The above method requires an internet connection so that Nextflow can download the pipeline files. If you're running on a system that has no internet connection, you'll need to download and transfer the pipeline files manually:
wget https://github.com/h3abionet/chipimputation/archive/master.zip
mkdir -p ~/my-pipelines/nf-core/
unzip master.zip -d ~/my-pipelines/nf-core/
cd ~/my_data/
nextflow run ~/my-pipelines/h3abionet/chipimputation-master
To stop nextflow from looking for updates online, you can tell it to run in offline mode by specifying the following environment variable in your ~/.bashrc file:
export NXF_OFFLINE='TRUE'
If you would like to make changes to the pipeline, it's best to make a fork on GitHub and then clone the files. Once cloned you can run the pipeline directly as above.

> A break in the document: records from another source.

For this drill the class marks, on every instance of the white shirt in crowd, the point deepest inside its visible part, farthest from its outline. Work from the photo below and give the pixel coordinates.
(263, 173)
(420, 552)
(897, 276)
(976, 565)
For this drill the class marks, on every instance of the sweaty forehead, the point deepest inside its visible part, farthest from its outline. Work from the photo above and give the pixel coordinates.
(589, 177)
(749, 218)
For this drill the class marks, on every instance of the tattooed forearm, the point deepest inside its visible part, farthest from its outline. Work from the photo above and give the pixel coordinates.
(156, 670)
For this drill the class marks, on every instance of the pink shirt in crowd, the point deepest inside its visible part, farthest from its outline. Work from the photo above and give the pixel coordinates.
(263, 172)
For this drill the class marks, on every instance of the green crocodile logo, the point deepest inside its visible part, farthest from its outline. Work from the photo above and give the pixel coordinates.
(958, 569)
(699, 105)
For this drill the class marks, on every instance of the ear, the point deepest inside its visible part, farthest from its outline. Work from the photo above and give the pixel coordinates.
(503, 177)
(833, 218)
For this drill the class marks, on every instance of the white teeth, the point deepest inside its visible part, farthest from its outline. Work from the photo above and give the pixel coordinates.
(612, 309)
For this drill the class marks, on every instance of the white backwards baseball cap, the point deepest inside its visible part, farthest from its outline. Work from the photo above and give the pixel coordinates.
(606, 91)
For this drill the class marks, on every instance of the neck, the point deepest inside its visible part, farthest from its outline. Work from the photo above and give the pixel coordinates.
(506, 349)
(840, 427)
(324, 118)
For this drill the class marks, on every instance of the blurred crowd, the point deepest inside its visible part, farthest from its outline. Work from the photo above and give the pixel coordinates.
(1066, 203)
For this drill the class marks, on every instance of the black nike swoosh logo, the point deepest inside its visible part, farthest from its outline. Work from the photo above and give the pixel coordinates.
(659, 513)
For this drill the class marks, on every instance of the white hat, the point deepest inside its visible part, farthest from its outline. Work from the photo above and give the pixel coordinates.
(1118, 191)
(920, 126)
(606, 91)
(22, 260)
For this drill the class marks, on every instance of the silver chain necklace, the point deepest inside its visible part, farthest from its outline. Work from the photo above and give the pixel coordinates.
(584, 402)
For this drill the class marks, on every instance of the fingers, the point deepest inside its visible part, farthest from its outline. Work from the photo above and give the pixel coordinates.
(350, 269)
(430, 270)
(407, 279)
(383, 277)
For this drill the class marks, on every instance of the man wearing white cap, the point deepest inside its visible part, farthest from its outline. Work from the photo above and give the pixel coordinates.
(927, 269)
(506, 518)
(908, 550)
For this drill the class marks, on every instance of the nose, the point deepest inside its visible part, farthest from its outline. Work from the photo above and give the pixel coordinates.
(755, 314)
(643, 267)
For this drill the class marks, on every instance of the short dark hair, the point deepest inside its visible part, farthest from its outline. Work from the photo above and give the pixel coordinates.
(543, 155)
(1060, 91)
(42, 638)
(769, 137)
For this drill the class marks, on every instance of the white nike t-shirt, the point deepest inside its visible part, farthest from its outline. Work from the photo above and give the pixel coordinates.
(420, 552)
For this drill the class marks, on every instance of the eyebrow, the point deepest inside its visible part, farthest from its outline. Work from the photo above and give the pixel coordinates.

By default, the pipeline runs with the standard
configuration profile. This uses a number of sensible defaults for process requirements and is suitable for running on a simple (if powerful!) basic server. You can see this configuration in conf/base.config
.
Be warned of two important points about this default configuration:
- The default profile uses the
local
executor- All jobs are run in the login session. If you're using a simple server, this may be fine. If you're using a compute cluster, this is bad as all jobs will run on the head node.
- See the nextflow docs for information about running with other hardware backends. Most job scheduler systems are natively supported.
- Nextflow will expect all software to be installed and available on the
PATH
, unless Docker or Singularity used.
First, install docker on your system: Docker Installation Instructions
Then, running the pipeline with the option -profile docker
tells Nextflow to enable Docker for this run. An image containing all of the software requirements will be automatically fetched and used from quay.io (https://quay.io/h3abionet_org/imputation_tools).
If you're not able to use Docker then Singularity is a great alternative.
The process is very similar: running the pipeline with the option -profile singularity
tells Nextflow to enable Singularity for this run. An image containing all of the software requirements will be automatically fetched and used from quay.io (quay.io/h3abionet_org/imputation_tools).
If running offline with Singularity, you'll need to download and transfer the Singularity image first:
singularity pull --name h3abionet-chipimputation-tools.simg docker://quay.io/h3abionet_org/imputation_tools
Once transferred, use -with-singularity
and specify the path to the image file:
nextflow run h3abionet/chipimputation -with-singularity h3abionet-chipimputation-tools.simg
Remember to pull updated versions of the Singularity image if you update the pipeline.